Nanoscale zero-valent iron mitigates arsenic mobilization and accumulation in Sinapis alba grown on a metal(loid)-polluted soil treated with a dunite mining waste-compost amendment

Abstract

Abstract Background and aim The use of amendments to immobilize metals in polluted soils is a widely accepted remediation approach, and in the framework of the circular economy, amendments produced from mining and/or biomass waste have gained relevance. However, the application of such amendments can also mobilize metalloids. Here we propose the combination of nanoscale zero-valent iron nanoparticles (nZVI) with dunite (mining waste) and compost for the remediation and restoration of soil affected by high concentrations of As and metals. Methods To this end, we treated pots containing the polluted soil with combinations of dunite, compost, and nZVI for 75 days. In addition, Sinapis alba was used to evaluate the effects of the amendments on pollutant accumulation in the plant. The mobility of the pollutants was monitored through TCLP extraction and by sampling pore water. Furthermore, pH, available P, and cation exchange capacity (CEC) were also determined. Results Dunite application led to the immobilization of metals, and supplied Mg, thus improving CEC. On the other hand, compost increased nutrient content, and also promoted plant growth.

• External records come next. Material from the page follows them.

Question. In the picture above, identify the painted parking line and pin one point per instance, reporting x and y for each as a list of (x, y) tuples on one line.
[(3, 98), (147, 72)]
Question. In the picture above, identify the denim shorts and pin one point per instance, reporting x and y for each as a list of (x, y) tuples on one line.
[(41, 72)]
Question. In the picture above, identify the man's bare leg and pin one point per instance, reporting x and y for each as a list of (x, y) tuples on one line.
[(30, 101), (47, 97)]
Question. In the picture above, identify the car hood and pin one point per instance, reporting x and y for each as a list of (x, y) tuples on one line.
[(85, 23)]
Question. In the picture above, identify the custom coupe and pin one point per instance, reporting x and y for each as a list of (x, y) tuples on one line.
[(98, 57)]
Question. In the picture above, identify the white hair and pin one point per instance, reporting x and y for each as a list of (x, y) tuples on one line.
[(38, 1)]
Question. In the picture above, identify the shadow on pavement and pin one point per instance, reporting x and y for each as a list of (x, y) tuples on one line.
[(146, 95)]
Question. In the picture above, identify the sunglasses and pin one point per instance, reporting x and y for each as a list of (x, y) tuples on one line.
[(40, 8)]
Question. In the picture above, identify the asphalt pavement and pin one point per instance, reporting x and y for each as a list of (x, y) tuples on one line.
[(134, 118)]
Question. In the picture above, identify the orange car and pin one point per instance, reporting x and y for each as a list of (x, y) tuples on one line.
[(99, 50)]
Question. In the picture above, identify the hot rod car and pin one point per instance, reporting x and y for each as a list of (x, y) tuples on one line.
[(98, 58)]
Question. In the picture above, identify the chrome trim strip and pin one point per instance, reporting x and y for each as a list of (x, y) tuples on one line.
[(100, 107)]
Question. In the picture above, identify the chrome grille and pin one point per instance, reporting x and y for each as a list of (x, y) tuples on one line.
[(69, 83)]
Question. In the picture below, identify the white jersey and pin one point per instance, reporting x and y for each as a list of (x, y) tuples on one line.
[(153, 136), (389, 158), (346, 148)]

However, this amendment caused a dramatic increase in As accumulation in the plants. Finally, the application of nZVI in combination with the other two amendments was found to be the most appropriate strategy since it not only prevented As mobilization and accumulation but also added nutrients to the soil, thus promoting plant growth. Conclusion The combination of nZVI with dunite mining waste and compost proved effective for the remediation of soil simultaneously polluted by As and metals.